The documents show Warren and her husband paid $230,965 after deductions in federal taxes and reported earning $905,742 in total income. After deductions, the couple reported an adjusted gross income of $846,394.
The income included her 2018 Senate salary of $176,280 and her husband Bruce Mann’s $402,897 salary from Harvard Law School, where he’s a professor.
Warren also reported earning $324,687 for work as a writer. Warren’s latest book, “This Fight is Our Fight,” was released in 2017. She received a $300,000 advance for the book, according to financial disclosure forms she filed to run for president.
Warren published the previous 10 years of her tax returns last August alongside the introduction of an anti-corruption bill in the Senate, which would require the IRS to release the past eight years of tax returns for all presidential, vice presidential and congressional candidates.
Other Democratic hopefuls Sen.

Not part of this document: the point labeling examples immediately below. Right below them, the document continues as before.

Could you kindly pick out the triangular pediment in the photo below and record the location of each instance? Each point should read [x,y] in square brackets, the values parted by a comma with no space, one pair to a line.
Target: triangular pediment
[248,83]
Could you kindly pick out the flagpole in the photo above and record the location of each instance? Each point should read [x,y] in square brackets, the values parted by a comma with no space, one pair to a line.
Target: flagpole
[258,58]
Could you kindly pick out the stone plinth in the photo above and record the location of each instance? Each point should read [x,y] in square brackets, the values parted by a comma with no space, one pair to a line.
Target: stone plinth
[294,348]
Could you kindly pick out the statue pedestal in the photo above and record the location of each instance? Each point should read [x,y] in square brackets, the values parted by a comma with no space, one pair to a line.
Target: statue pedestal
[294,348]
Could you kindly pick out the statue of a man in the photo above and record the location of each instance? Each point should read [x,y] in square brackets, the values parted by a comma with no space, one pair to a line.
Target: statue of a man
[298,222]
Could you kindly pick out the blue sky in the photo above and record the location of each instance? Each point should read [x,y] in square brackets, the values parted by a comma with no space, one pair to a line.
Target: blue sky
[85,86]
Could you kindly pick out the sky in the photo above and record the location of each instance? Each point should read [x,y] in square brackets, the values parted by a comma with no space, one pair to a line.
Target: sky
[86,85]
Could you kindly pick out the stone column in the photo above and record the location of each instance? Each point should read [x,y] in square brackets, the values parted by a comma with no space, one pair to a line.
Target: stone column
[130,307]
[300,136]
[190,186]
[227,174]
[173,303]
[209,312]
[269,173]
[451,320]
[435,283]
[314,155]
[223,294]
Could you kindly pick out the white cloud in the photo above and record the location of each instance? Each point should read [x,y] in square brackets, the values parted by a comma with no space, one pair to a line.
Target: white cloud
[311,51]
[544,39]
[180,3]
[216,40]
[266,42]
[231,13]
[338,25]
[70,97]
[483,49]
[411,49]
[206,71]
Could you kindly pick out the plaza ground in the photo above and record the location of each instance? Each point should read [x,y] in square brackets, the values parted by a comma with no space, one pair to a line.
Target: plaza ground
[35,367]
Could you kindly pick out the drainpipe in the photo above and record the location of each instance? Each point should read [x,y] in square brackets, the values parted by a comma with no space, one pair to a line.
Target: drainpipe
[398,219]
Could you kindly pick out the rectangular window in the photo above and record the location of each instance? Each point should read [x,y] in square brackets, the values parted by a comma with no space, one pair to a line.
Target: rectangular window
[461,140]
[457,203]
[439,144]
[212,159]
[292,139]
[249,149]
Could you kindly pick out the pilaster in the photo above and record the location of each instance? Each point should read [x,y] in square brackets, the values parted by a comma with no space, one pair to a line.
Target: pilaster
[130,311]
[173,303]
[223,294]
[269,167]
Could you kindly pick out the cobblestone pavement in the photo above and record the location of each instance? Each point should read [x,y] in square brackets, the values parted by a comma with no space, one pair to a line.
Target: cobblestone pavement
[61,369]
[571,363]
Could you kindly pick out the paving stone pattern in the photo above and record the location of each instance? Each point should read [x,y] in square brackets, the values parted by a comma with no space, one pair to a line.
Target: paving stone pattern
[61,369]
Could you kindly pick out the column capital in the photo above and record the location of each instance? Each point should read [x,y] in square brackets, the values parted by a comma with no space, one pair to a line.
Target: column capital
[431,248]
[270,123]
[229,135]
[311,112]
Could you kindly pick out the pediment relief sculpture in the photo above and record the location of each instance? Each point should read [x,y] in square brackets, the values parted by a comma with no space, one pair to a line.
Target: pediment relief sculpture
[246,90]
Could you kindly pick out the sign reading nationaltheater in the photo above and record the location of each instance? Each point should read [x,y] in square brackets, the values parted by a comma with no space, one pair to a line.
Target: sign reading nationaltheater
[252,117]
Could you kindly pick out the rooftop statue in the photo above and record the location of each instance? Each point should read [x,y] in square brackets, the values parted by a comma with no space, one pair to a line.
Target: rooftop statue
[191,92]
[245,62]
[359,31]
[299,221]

Kirsten Gillibrand of New York and Washington Gov. Jay Inslee have also released their 2018 tax returns. Sen. Bernie Sanders of Vermont, running for a second consecutive presidential election, has yet to release his tax returns despite a promise to do so in February. He has told the New York Times that he will release 10 years of his returns by Monday April 15 — Tax Day — and revealed he’s now a millionaire due to the sales of his book.
Sen. Amy Klobuchar of Minnesota released 12 years of tax returns through 2017 earlier this month.
The release of tax returns on the Democratic side stands in contrast to President Donald Trump, who Democrats continue to pressure for tax returns.
Last week, the chairman of the House Ways and Means Committee, Democratic Rep. Richard Neal from Warren’s home state of Massachusetts, requested six years’ of Trump’s personal and business returns, a move that could prompt a fierce legal battle.